In your current repo, the most recent commit on master
added a line of text to file1
. You can see that by comparing HEAD
with HEAD^
:
$ git diff HEAD^ HEAD
diff --git a/file1 b/file1
index e212970..04dbd7b 100644
--- a/file1
+++ b/file1
@@ -1 +1,2 @@
file1
+editing file1
That’s fine for this small example, but frequently the diffs for a commit can be several pages long, and it can get quite difficult to pull out the filenames. Of course, Git has an option to help with that:
$ git diff HEAD^ HEAD --name-only
file1
The --name-only
option will show you the list of filename that were changed between two commits, but not what changed in those files.
As I said above, there are many options and use cases covered by the git diff
command, and you’ve just scratched the surface here. Once you have the commands listed above figured out, I encourage you to look at git diff --help
and see what other tricks you can find. I definitely learned new things preparing this tutorial!
git difftool
Git has a mechanism to use a visual diff tool to show diffs instead of just using the command line format we’ve seen thus far. All of the options and features you looked at with git diff
still work here, but it will show the diffs in a separate window, which many people, myself included, find easier to read. For this example, I’m going to use meld
as the diff tool because it’s available on Windows, Mac, and Linux.

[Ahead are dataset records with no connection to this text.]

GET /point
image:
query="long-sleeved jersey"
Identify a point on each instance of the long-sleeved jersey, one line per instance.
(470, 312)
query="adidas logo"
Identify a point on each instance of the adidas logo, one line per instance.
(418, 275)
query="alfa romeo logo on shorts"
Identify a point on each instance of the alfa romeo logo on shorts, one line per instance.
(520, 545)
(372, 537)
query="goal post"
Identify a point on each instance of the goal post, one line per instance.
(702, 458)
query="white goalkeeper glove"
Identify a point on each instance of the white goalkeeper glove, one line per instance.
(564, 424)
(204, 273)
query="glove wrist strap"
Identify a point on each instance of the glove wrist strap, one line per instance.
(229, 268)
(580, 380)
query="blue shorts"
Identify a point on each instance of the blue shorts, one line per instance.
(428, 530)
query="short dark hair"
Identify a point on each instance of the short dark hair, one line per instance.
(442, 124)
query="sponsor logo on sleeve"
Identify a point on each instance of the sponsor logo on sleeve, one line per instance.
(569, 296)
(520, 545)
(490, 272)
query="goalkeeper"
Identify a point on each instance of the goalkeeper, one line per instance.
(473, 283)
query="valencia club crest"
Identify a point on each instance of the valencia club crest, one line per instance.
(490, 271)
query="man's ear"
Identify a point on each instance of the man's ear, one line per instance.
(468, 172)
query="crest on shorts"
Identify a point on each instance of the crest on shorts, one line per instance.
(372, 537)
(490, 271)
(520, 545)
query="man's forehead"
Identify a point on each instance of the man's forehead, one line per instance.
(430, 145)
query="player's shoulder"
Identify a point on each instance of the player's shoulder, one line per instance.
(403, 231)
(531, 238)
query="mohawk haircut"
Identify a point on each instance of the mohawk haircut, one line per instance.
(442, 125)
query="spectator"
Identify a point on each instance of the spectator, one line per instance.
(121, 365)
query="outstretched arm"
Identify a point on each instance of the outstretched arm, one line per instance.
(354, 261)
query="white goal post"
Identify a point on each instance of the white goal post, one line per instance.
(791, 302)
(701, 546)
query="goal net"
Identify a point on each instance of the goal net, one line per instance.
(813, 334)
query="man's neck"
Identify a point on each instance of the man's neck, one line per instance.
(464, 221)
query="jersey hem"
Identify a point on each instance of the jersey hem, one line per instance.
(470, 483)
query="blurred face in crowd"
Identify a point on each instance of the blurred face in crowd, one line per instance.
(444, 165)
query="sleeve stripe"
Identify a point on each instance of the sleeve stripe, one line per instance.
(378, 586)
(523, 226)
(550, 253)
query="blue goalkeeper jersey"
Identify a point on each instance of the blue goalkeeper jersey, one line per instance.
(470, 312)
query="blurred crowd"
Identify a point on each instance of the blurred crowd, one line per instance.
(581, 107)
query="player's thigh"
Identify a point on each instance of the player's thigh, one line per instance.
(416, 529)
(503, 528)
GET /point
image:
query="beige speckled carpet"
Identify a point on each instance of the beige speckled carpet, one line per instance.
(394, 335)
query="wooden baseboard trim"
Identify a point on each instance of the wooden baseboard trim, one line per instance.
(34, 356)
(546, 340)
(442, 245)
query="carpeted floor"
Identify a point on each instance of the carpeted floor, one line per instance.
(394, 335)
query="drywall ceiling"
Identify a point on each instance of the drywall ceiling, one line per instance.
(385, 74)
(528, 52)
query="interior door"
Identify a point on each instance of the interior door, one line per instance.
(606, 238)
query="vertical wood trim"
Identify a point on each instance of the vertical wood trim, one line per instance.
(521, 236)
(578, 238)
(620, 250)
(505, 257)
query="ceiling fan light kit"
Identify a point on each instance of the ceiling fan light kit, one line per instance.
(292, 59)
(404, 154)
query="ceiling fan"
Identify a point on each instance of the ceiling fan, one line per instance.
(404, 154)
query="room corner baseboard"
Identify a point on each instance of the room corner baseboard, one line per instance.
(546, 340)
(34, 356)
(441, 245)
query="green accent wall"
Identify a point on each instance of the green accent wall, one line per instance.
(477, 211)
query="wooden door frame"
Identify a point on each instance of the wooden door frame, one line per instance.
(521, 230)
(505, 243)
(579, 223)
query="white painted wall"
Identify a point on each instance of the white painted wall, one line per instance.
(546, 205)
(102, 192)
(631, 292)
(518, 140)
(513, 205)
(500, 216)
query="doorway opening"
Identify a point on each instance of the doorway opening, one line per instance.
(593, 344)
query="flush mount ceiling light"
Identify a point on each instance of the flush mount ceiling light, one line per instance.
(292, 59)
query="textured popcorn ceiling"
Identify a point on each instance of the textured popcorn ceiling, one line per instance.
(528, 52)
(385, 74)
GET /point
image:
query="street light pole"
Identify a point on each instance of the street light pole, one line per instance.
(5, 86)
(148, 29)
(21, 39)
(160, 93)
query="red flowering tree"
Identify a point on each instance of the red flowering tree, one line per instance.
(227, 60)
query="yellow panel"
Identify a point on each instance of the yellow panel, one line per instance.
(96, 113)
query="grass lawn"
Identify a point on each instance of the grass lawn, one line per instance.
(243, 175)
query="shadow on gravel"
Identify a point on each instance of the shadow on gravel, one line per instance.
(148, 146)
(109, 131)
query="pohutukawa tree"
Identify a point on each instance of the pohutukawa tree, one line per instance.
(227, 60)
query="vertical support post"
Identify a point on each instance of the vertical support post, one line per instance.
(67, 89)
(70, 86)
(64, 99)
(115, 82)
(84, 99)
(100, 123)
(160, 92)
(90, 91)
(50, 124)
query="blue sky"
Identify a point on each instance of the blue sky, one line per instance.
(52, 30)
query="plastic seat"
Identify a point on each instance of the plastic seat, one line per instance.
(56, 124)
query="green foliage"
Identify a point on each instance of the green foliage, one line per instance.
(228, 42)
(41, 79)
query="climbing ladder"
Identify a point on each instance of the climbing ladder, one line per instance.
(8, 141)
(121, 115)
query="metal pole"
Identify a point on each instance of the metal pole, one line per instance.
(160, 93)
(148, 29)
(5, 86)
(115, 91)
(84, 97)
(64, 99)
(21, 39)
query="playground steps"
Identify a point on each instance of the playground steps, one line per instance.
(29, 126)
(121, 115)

Difftool is something that is much easier to use if you set it up properly. Git has a set of config options that control the defaults for difftool
. You can set these from the shell using the git config
command:
$ git config --global diff.tool meld
$ git config --global difftool.prompt false
The prompt
option is one I find important. If you do not specify this, Git will prompt you before it launches the external build tool every time it starts. This can be quite annoying as it does it for every file in a diff, one at a time:
$ git difftool HEAD^ HEAD
Viewing (1/1): 'python-git-intro/new_section.md'
Launch 'meld' [Y/n]: y
Setting prompt
to false forces Git to launch the tool without asking, speeding up your process and making you that much better!
In the diff
discussion above, you covered most of the features of difftool
, but I wanted to add one thing I learned while researching for this article. Do you remember above when you were looking at the git stash show
command? I mentioned that there was a way to see what is in a given stash visually, and difftool
is that way. All of the syntax we learned for addressing stashes works with difftool:
$ git difftool stash@{1}
As with all stash
subcommands, if you just want to see the latest stash, you can use the stash
shortcut:
$ git difftool stash
Many IDEs and editors have tools that can help with viewing diffs. There is a list of editor-specific tutorials at the end of the Introduction to Git tutorial.
Changing History
One feature of Git that frightens some people is that it has the ability to change commits. While I can understand their concern, this is part of the tool, and, like any powerful tool, you can cause trouble if you use it unwisely.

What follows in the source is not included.